In the bustling city of Lusaka, Zambia’s capital, some elderly men have found a way to socialize and keep their minds sharp through the traditional indigenous game of Nsolo.

Nsolo is a game that has been enjoyed by children and adults for generations in Zambia. It is a mathematical game that has been likened to chess and is usually played by boys or men.

The game is played by scooping holes in the ground and using small stones or dry nuts as playing pieces. Two players scoop four rows of holes in the ground or on a raised surface and begin to play, while bystanders watch.

Today, elderly men, the majority of whom are retirees, constitute the majority of people that play the game of Nsolo.

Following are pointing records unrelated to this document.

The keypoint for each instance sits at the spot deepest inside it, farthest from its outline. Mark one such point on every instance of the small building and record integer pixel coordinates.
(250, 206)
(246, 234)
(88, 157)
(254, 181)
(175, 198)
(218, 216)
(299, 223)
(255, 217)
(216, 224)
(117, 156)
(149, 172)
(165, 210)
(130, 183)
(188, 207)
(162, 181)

Being in their golden years and with plenty of time on their hands, these men gather in public spaces just to play Nsolo.

For many of these senior citizens, playing Nsolo is an opportunity to relax and forget about the challenges that come with aging.

“Playing Nsolo brings back memories of my childhood and youth; it is a way to relive those happy times and connect with my beautiful past,” said Elias Banda, 69, from the Chawama compound.

The game also provides a way to socialize and engage with others who share their passion for traditional indigenous games and as well as a chance to connect with others.

“I consider it a great opportunity to build relationships with others. It has enabled me to stay connected with friends and meet new people,” explained Moses Malama, 73, a retired teacher from Matero Township.

Interactions with these men also revealed that to them, Nsolo is not only about being entertained but also a way to be sharp mentally. This is because the game requires focus, concentration, and quick reflexes, all of which are essential for keeping the mind active.

“One needs to think fast when playing Nsolo. You have to calculate your moves way ahead of your opponent. Just that helps to sharpen my thinking,” said James Mukandawire, 74, a former builder from Mandevu Compound.

Mukandawire and his peer Markson Zulu, 67, a culture specialist residing in Matero East, have been playing Nsolo for over three decades now. The game has become a regular activity that helps the duo to stay active and engaged with their community.

They noted that Nsolo is not just about winning but also about passing down traditional knowledge and skills to younger generations.

“We endeavor to keep our traditional indigenous games alive and pass them down to future generations and keep our culture and heritage alive by encouraging youth to play Nsolo,” Zulu stated.